Another important point: the quality of the image remains stable even if the quantity of light varies greatly. This is what we call good dynamics. Here, the sensor achieves a dynamic ratio of 38 decibels for SWIR, and 33 decibels for MWIR. This means it can capture both very dark and very bright areas of a scene, without saturation or loss of information.

Finally, the system remains sensitive to extremely low light levels, comparable to those found in space. It can detect signals as weak as 10⁻¹⁰ watts per square centimeter. This corresponds to the light intensity of the stars. This sensitivity makes the sensor equally effective in total darkness or in environments invisible to the naked eye.

Concrete applications and general public potential

One of the major contributions of this technology is the broadening of the spectrum visible by conventional sensors. It goes from 0.4–0.7 µm to 0.4–4.5 µm. This means that devices incorporating this system can operate in conditions where visible light fails. Namely: fog, smoke, total darkness, or highly reflective environments. The infrared spectrum becomes accessible without logistical constraints.

Immediate industrial uses include non-destructive inspection, thermal fault detection, or monitoring of hazardous environments. In agriculture, this allows plant health to be analyzed by detecting subtle heat signatures. In food safety, variations in temperature or humidity in packaging can be detected visually.

In the automotive sector, this infrared vision would allow autonomous vehicles to distinguish pedestrians or obstacles in conditions of zero visibility. For medicine, miniature cameras could detect inflammation or abnormal circulation in real time.

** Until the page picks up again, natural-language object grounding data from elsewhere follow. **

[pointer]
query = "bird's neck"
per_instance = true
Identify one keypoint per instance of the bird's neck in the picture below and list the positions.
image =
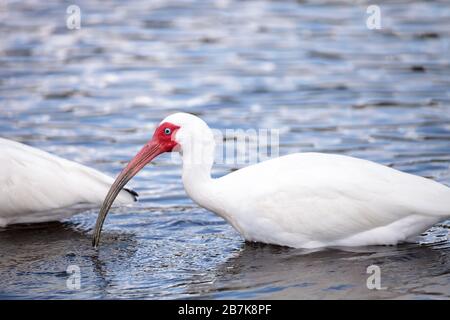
(197, 165)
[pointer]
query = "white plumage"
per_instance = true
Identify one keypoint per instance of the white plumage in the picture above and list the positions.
(302, 200)
(36, 186)
(309, 200)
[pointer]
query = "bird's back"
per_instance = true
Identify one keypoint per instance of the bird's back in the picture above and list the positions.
(35, 185)
(322, 198)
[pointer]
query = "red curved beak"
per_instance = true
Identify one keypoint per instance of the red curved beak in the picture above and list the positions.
(150, 151)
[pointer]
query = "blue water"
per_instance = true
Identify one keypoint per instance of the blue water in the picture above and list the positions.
(311, 69)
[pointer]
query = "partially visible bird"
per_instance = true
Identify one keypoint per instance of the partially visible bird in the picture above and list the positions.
(36, 186)
(302, 200)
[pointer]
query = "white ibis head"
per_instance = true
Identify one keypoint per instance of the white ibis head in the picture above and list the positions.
(178, 132)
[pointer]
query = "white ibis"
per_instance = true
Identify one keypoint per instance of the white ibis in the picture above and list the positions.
(36, 186)
(302, 200)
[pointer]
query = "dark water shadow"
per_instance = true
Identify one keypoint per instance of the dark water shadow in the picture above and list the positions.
(264, 271)
(34, 260)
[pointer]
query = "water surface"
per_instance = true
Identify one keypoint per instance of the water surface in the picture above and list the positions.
(310, 69)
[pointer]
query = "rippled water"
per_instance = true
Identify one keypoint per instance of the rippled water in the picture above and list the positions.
(311, 69)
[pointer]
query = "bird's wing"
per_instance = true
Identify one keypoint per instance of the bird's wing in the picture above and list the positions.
(32, 180)
(335, 196)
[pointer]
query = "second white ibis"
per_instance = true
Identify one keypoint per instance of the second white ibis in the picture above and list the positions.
(36, 186)
(302, 200)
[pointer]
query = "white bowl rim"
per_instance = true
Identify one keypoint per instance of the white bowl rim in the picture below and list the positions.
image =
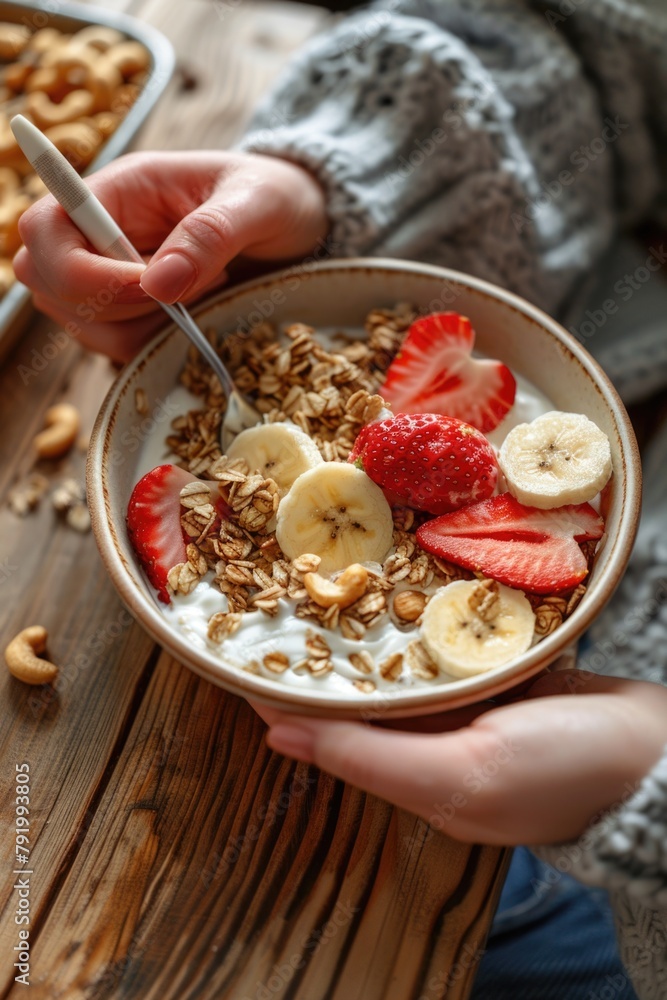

In the longer term, the low manufacturing cost announced by the authors opens the way to integration into smartphones, portable cameras, or home automation devices. Unlike current infrared modules (often limited to blurred images or simplified thermograms), this system would allow a high definition thermal image, visible to the naked eye.

The researchers specify that mass manufacturing is possible using existing processes, without specific infrastructure. This industrial compatibility, combined with performances previously reserved for cryogenic systems, makes this technology a real bridge between biomimicry and mass innovation.